Entrare nel Dancing, con la sua enorme mole di ricordi, mi ha fatto tornare in mente una storia che trovai in rete qualche tempo fa: fra 100 anni saremo tutti morti e sepolti. Fra i nostri discendenti nessuno saprà chi eravamo e nessuno si ricorderà di noi. Tutte le nostre proprietà e le nostre cose saranno di sconosciuti, che non sono ancora nati. E tutto questo insieme di oggetti, prezioso per alcuni, per il resto del mondo è semplicemente confusione: non mi ha lasciato sensazioni positive, mi ha fatto pensare che il tempo scorre velocemente e che tutto quello che oggi conserviamo domani sparirà nel nulla. Anche il Dancing Paradiso, nonostante una storia gloriosa, è diventato un’inutile accozzaglia di oggetti, alcuni orrendamente kitsch, e il tempo riuscirà a cancellare anche questo angolo di mondo destinato a scomparire, scusate la citazione, come lacrime nella pioggia.

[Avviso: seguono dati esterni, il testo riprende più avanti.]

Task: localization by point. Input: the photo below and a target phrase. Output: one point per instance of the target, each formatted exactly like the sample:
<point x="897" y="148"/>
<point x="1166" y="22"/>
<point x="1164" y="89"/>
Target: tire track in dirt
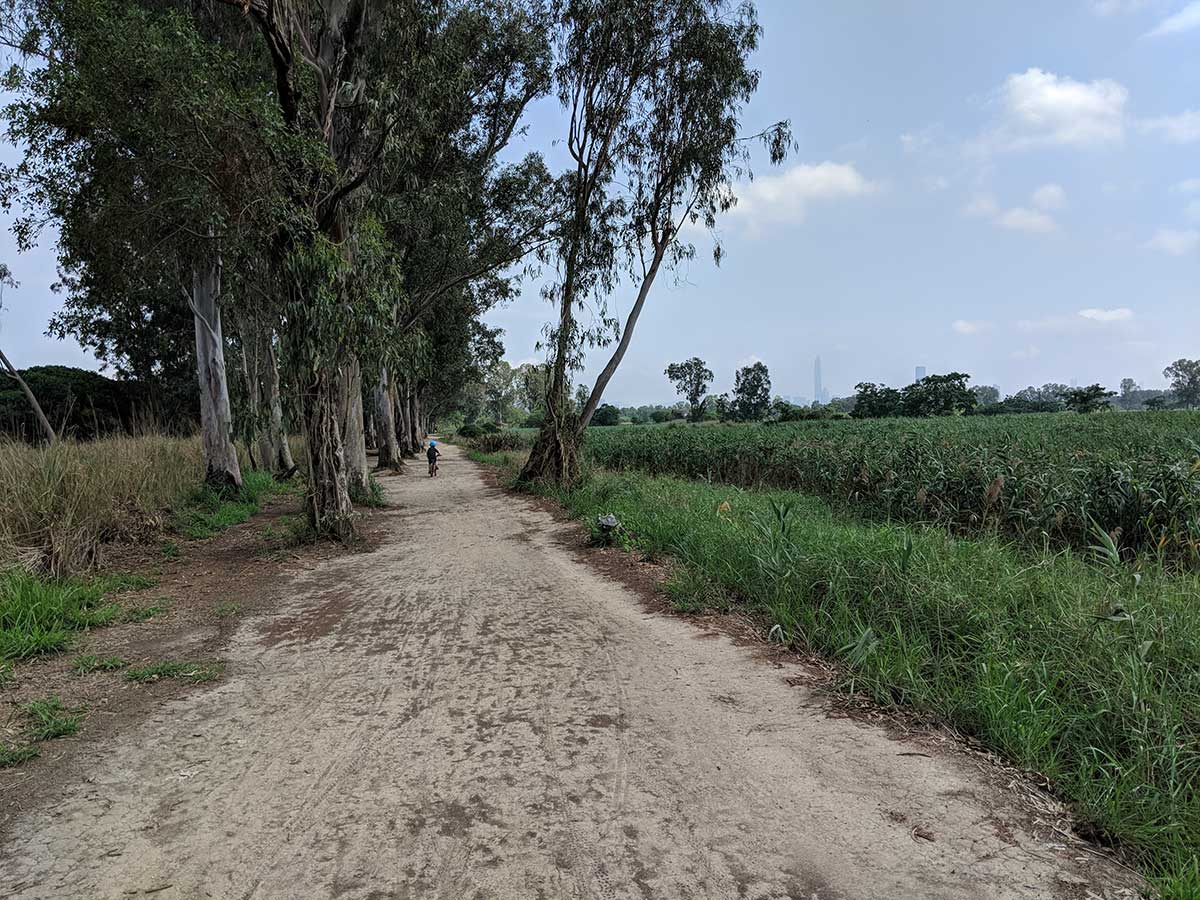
<point x="469" y="711"/>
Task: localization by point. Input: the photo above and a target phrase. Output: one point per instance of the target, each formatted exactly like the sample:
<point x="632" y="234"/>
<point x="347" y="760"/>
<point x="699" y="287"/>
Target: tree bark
<point x="221" y="467"/>
<point x="47" y="429"/>
<point x="555" y="454"/>
<point x="623" y="345"/>
<point x="276" y="435"/>
<point x="417" y="438"/>
<point x="329" y="502"/>
<point x="385" y="415"/>
<point x="353" y="432"/>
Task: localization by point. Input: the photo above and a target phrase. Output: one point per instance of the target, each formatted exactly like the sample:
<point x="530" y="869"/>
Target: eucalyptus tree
<point x="136" y="144"/>
<point x="9" y="370"/>
<point x="365" y="83"/>
<point x="654" y="91"/>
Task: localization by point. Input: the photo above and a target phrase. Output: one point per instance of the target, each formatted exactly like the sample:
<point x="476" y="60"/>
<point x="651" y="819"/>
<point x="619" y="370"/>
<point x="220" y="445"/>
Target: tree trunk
<point x="329" y="502"/>
<point x="276" y="435"/>
<point x="47" y="429"/>
<point x="555" y="454"/>
<point x="403" y="426"/>
<point x="414" y="420"/>
<point x="353" y="433"/>
<point x="221" y="467"/>
<point x="627" y="335"/>
<point x="385" y="415"/>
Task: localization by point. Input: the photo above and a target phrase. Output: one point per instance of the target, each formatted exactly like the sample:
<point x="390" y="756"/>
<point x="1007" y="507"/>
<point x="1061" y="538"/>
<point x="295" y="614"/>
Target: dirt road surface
<point x="472" y="711"/>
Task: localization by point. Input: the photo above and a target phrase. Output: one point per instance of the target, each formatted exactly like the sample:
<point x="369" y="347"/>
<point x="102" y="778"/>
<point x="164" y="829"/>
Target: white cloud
<point x="1183" y="21"/>
<point x="1114" y="7"/>
<point x="1026" y="220"/>
<point x="1045" y="109"/>
<point x="963" y="327"/>
<point x="1018" y="219"/>
<point x="1175" y="243"/>
<point x="1122" y="313"/>
<point x="1181" y="129"/>
<point x="785" y="198"/>
<point x="1050" y="197"/>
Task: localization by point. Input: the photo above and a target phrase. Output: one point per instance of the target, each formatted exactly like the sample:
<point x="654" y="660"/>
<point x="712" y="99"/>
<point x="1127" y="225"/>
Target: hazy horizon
<point x="1003" y="190"/>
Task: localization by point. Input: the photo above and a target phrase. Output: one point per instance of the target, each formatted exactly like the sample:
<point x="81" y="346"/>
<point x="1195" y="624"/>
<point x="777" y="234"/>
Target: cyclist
<point x="432" y="455"/>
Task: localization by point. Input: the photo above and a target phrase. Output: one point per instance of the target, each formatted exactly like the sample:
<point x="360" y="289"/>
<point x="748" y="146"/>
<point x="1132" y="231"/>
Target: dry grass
<point x="59" y="505"/>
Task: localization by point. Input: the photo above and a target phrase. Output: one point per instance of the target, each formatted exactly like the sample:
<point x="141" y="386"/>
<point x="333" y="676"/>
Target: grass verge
<point x="40" y="616"/>
<point x="1086" y="673"/>
<point x="45" y="720"/>
<point x="193" y="672"/>
<point x="209" y="511"/>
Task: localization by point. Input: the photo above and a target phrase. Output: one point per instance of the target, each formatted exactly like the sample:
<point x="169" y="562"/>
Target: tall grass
<point x="1068" y="664"/>
<point x="60" y="504"/>
<point x="1039" y="478"/>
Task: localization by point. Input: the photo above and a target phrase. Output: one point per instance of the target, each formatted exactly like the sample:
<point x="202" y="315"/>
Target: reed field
<point x="1044" y="479"/>
<point x="1069" y="663"/>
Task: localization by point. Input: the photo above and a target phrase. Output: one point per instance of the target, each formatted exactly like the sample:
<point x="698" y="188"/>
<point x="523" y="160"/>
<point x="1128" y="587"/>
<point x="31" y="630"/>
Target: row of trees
<point x="934" y="395"/>
<point x="319" y="198"/>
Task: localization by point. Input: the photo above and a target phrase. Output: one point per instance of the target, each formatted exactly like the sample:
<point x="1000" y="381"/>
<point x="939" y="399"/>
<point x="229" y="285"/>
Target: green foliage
<point x="193" y="672"/>
<point x="1037" y="478"/>
<point x="606" y="414"/>
<point x="49" y="719"/>
<point x="12" y="756"/>
<point x="691" y="379"/>
<point x="1089" y="676"/>
<point x="939" y="395"/>
<point x="78" y="403"/>
<point x="751" y="394"/>
<point x="1089" y="400"/>
<point x="90" y="663"/>
<point x="209" y="510"/>
<point x="40" y="616"/>
<point x="1185" y="378"/>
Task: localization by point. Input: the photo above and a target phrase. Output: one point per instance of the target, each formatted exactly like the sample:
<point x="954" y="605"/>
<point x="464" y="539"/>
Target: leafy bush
<point x="1033" y="477"/>
<point x="606" y="414"/>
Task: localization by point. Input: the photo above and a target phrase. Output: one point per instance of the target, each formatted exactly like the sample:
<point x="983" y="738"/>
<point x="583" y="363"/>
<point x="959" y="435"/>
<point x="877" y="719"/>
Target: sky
<point x="1003" y="187"/>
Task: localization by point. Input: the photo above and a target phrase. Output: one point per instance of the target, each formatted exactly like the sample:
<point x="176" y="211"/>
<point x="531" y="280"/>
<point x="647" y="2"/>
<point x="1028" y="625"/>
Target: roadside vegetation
<point x="42" y="720"/>
<point x="1051" y="478"/>
<point x="1069" y="664"/>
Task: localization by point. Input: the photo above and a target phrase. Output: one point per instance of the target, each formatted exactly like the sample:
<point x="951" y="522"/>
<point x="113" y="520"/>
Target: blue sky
<point x="1002" y="187"/>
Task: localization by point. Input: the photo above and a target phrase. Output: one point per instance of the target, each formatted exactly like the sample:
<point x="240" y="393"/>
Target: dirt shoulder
<point x="471" y="709"/>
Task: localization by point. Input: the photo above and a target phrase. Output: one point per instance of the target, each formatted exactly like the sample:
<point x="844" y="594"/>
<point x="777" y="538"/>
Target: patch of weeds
<point x="141" y="613"/>
<point x="691" y="592"/>
<point x="49" y="719"/>
<point x="193" y="672"/>
<point x="288" y="532"/>
<point x="83" y="665"/>
<point x="37" y="616"/>
<point x="11" y="756"/>
<point x="209" y="510"/>
<point x="372" y="497"/>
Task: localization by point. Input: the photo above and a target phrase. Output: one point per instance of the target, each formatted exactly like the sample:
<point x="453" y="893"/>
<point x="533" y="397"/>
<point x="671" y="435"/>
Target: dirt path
<point x="472" y="712"/>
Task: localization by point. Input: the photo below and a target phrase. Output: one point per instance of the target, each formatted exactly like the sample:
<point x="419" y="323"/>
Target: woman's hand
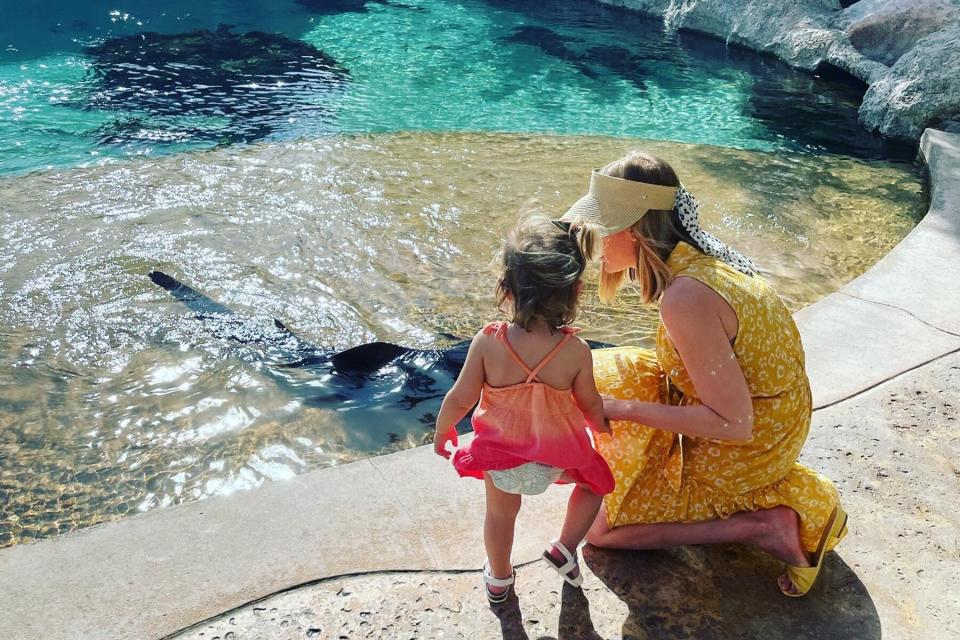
<point x="614" y="409"/>
<point x="440" y="441"/>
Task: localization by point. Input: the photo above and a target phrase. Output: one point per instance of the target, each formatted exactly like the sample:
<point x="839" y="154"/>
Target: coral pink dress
<point x="532" y="422"/>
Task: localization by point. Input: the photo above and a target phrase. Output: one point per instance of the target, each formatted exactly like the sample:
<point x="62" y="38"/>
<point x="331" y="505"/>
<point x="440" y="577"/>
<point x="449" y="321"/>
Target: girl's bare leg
<point x="582" y="508"/>
<point x="498" y="526"/>
<point x="776" y="531"/>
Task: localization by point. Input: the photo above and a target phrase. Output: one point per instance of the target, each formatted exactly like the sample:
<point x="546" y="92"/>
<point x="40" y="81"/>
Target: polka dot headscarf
<point x="688" y="210"/>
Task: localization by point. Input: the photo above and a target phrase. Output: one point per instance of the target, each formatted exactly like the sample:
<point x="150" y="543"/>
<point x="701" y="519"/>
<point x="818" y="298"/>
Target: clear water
<point x="568" y="67"/>
<point x="356" y="194"/>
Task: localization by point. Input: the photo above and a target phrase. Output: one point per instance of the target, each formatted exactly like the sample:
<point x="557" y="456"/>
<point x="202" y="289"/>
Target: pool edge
<point x="152" y="575"/>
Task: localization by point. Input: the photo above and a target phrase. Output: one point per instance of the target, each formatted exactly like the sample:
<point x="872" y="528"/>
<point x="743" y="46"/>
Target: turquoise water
<point x="568" y="67"/>
<point x="352" y="167"/>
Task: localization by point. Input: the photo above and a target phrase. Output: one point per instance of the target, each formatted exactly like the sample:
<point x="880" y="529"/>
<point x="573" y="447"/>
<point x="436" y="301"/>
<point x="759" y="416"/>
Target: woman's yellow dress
<point x="663" y="477"/>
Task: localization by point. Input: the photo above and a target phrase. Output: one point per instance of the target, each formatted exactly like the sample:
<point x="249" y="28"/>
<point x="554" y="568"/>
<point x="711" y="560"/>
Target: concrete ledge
<point x="148" y="576"/>
<point x="906" y="309"/>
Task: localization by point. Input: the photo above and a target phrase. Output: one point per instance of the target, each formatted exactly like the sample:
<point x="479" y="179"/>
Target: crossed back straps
<point x="532" y="373"/>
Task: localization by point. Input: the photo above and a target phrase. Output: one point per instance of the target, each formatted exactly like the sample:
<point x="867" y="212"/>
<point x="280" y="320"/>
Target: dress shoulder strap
<point x="547" y="358"/>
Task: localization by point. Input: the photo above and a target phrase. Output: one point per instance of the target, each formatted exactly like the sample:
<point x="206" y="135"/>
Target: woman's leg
<point x="776" y="531"/>
<point x="498" y="525"/>
<point x="582" y="509"/>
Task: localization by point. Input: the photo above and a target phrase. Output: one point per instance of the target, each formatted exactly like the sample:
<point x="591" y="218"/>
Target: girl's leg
<point x="498" y="525"/>
<point x="776" y="531"/>
<point x="582" y="508"/>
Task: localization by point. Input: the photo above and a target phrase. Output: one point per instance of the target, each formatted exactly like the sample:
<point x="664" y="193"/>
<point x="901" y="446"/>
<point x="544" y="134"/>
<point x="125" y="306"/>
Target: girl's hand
<point x="606" y="426"/>
<point x="440" y="441"/>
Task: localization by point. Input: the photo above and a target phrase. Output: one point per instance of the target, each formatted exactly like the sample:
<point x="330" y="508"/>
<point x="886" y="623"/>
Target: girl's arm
<point x="461" y="397"/>
<point x="726" y="412"/>
<point x="585" y="392"/>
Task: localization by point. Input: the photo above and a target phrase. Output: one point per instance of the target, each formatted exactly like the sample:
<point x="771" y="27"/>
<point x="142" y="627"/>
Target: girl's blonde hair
<point x="656" y="233"/>
<point x="542" y="262"/>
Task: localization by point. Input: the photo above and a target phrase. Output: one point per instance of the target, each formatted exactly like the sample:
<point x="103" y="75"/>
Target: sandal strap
<point x="559" y="546"/>
<point x="493" y="581"/>
<point x="571" y="562"/>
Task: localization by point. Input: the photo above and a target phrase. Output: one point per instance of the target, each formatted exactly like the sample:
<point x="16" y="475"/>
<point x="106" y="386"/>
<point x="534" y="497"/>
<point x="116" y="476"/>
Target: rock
<point x="921" y="90"/>
<point x="884" y="30"/>
<point x="917" y="37"/>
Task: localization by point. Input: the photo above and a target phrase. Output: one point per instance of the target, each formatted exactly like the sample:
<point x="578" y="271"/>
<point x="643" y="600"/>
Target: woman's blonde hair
<point x="656" y="233"/>
<point x="542" y="262"/>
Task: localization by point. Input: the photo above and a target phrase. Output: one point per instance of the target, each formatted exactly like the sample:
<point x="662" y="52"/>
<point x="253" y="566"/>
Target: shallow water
<point x="115" y="399"/>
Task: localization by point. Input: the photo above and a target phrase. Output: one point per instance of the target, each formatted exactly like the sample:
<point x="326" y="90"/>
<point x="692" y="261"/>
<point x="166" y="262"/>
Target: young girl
<point x="534" y="382"/>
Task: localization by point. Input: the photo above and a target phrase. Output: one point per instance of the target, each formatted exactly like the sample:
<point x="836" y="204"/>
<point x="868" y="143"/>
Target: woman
<point x="707" y="430"/>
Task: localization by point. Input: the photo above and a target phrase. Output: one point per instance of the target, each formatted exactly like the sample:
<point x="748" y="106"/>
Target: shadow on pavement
<point x="727" y="591"/>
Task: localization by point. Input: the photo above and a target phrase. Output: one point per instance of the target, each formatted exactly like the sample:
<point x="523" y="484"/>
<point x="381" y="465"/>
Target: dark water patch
<point x="332" y="7"/>
<point x="257" y="82"/>
<point x="553" y="44"/>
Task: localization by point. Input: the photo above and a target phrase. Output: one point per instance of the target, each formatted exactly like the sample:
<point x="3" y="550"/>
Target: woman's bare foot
<point x="780" y="537"/>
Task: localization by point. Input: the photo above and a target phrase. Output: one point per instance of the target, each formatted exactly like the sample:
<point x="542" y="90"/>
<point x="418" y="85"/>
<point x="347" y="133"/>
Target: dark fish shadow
<point x="730" y="592"/>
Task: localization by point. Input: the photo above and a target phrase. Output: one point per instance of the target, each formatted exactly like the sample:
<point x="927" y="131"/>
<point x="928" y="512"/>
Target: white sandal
<point x="490" y="581"/>
<point x="565" y="570"/>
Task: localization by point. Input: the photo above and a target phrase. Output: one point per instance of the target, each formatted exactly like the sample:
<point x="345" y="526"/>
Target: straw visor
<point x="615" y="204"/>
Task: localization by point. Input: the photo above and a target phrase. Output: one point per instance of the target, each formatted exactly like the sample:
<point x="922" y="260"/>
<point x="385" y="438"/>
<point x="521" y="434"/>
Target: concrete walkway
<point x="883" y="362"/>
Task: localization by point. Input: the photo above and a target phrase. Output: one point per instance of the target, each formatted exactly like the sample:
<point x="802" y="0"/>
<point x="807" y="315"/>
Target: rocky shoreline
<point x="906" y="51"/>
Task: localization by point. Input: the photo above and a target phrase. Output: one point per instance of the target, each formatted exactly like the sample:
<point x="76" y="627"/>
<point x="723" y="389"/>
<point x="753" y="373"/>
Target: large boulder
<point x="884" y="30"/>
<point x="919" y="38"/>
<point x="921" y="90"/>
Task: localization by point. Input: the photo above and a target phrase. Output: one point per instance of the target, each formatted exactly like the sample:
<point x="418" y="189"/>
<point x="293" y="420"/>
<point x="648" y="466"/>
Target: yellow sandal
<point x="803" y="578"/>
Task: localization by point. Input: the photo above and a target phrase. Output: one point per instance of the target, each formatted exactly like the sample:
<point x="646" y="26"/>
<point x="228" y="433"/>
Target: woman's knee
<point x="599" y="531"/>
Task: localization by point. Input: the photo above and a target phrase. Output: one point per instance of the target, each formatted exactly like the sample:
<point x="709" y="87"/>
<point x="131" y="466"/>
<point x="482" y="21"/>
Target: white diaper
<point x="528" y="479"/>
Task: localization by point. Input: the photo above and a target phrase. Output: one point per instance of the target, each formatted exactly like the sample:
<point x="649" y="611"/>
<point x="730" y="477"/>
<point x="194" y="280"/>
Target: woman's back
<point x="767" y="345"/>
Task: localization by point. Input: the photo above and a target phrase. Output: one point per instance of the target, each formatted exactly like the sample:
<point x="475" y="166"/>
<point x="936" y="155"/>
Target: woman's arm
<point x="461" y="397"/>
<point x="689" y="314"/>
<point x="585" y="391"/>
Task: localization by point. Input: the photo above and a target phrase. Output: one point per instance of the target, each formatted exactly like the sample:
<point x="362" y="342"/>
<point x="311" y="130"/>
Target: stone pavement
<point x="883" y="356"/>
<point x="895" y="456"/>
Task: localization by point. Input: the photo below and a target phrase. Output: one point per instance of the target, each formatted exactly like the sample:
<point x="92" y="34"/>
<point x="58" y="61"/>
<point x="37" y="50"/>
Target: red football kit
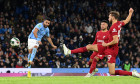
<point x="99" y="39"/>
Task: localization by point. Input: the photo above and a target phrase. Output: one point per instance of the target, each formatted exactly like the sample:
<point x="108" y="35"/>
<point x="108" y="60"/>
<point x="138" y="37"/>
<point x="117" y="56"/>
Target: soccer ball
<point x="15" y="42"/>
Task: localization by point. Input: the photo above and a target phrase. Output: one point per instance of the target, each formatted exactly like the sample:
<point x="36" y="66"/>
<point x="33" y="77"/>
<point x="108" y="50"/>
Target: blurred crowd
<point x="74" y="21"/>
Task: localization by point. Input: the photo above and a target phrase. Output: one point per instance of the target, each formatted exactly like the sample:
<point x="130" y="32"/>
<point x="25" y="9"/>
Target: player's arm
<point x="95" y="41"/>
<point x="114" y="41"/>
<point x="129" y="16"/>
<point x="50" y="41"/>
<point x="35" y="33"/>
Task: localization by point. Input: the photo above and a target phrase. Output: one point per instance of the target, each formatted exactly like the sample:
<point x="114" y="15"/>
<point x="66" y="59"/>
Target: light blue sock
<point x="33" y="54"/>
<point x="29" y="57"/>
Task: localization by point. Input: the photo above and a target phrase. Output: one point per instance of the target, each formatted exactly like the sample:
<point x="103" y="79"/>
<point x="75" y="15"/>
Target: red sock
<point x="79" y="50"/>
<point x="122" y="72"/>
<point x="93" y="65"/>
<point x="89" y="63"/>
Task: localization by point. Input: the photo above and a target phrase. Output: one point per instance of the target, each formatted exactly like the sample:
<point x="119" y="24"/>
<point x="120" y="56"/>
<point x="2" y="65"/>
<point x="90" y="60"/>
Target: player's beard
<point x="45" y="26"/>
<point x="110" y="22"/>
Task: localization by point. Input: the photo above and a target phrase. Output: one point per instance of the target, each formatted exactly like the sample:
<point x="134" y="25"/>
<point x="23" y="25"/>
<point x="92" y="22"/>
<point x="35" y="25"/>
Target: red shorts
<point x="96" y="54"/>
<point x="101" y="49"/>
<point x="111" y="54"/>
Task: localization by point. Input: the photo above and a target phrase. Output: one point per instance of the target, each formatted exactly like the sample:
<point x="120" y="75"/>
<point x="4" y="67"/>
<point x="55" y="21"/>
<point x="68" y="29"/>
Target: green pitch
<point x="71" y="80"/>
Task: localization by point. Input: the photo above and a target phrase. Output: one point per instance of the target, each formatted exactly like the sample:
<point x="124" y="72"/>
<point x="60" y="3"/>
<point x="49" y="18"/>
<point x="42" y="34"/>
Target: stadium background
<point x="75" y="21"/>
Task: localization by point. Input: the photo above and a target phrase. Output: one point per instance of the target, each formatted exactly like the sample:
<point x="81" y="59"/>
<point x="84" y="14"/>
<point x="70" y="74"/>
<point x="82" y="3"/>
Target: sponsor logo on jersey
<point x="100" y="40"/>
<point x="39" y="25"/>
<point x="114" y="30"/>
<point x="103" y="37"/>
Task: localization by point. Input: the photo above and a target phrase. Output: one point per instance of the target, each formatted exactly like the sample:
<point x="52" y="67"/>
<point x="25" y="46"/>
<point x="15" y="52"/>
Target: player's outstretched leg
<point x="93" y="68"/>
<point x="30" y="59"/>
<point x="112" y="71"/>
<point x="80" y="50"/>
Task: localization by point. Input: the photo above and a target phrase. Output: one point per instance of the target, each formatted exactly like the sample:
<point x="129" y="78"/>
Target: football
<point x="15" y="42"/>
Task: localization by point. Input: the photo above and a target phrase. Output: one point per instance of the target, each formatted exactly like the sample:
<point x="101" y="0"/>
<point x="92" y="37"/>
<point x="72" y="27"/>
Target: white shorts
<point x="32" y="43"/>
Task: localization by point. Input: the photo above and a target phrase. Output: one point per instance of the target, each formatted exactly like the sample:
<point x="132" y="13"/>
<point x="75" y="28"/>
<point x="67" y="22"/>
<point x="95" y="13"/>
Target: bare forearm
<point x="112" y="43"/>
<point x="35" y="34"/>
<point x="50" y="41"/>
<point x="128" y="18"/>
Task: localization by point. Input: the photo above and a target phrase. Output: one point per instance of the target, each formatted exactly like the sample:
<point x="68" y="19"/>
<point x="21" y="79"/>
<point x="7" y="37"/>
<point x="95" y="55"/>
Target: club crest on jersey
<point x="39" y="25"/>
<point x="114" y="30"/>
<point x="103" y="37"/>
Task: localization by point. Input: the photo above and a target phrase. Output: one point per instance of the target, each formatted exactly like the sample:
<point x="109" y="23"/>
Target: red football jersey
<point x="101" y="37"/>
<point x="115" y="29"/>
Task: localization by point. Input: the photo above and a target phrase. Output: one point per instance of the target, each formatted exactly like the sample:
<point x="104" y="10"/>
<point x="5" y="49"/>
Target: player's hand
<point x="131" y="10"/>
<point x="104" y="44"/>
<point x="40" y="43"/>
<point x="54" y="47"/>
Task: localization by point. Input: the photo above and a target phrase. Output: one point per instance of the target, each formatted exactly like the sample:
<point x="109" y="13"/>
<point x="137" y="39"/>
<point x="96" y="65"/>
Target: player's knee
<point x="30" y="51"/>
<point x="35" y="46"/>
<point x="91" y="60"/>
<point x="112" y="72"/>
<point x="97" y="58"/>
<point x="89" y="46"/>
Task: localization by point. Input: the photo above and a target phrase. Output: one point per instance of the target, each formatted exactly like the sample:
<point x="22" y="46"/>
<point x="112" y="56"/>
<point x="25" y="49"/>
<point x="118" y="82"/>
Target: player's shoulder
<point x="39" y="25"/>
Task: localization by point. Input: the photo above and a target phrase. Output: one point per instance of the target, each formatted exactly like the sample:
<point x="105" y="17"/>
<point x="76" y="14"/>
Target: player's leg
<point x="111" y="66"/>
<point x="29" y="57"/>
<point x="112" y="71"/>
<point x="91" y="58"/>
<point x="80" y="50"/>
<point x="93" y="64"/>
<point x="32" y="47"/>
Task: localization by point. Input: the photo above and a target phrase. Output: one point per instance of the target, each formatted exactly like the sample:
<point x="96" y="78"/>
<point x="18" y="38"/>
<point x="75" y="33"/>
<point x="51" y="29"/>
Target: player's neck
<point x="114" y="21"/>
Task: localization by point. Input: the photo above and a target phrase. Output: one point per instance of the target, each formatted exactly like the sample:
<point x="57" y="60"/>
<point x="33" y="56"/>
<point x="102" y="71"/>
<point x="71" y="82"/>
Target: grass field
<point x="71" y="80"/>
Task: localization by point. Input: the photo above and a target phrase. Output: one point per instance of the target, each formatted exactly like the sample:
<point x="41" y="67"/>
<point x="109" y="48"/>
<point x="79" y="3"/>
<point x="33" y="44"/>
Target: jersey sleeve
<point x="95" y="41"/>
<point x="114" y="31"/>
<point x="122" y="23"/>
<point x="38" y="26"/>
<point x="47" y="32"/>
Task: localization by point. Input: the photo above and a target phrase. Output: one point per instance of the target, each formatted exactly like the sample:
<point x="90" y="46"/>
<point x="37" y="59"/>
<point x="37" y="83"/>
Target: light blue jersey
<point x="41" y="32"/>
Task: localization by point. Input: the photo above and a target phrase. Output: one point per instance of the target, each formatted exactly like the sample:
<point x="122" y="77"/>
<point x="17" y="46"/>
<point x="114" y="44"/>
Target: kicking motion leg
<point x="80" y="50"/>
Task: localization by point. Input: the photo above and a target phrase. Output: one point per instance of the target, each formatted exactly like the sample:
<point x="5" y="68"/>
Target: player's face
<point x="104" y="26"/>
<point x="46" y="23"/>
<point x="110" y="18"/>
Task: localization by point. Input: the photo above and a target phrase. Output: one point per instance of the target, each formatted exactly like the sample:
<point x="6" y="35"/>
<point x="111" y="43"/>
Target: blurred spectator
<point x="76" y="22"/>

Ammetto di aver qualche sintomo di distacco dai sentimenti, ma non credo di essere un replicante come Roy Batty: eppure nonostante fra queste pareti si siano raccontate storie d’amore, di amicizia, di vita, di tempo passato insieme, nonostante ci sia un intreccio di emozioni forti (anche senza andare vicino alle porte di Tannhäuser), anche il Dancing Paradiso è giunto al termine vita. Peccato, ma anche no: qualche volta forse è meglio non guardare indietro.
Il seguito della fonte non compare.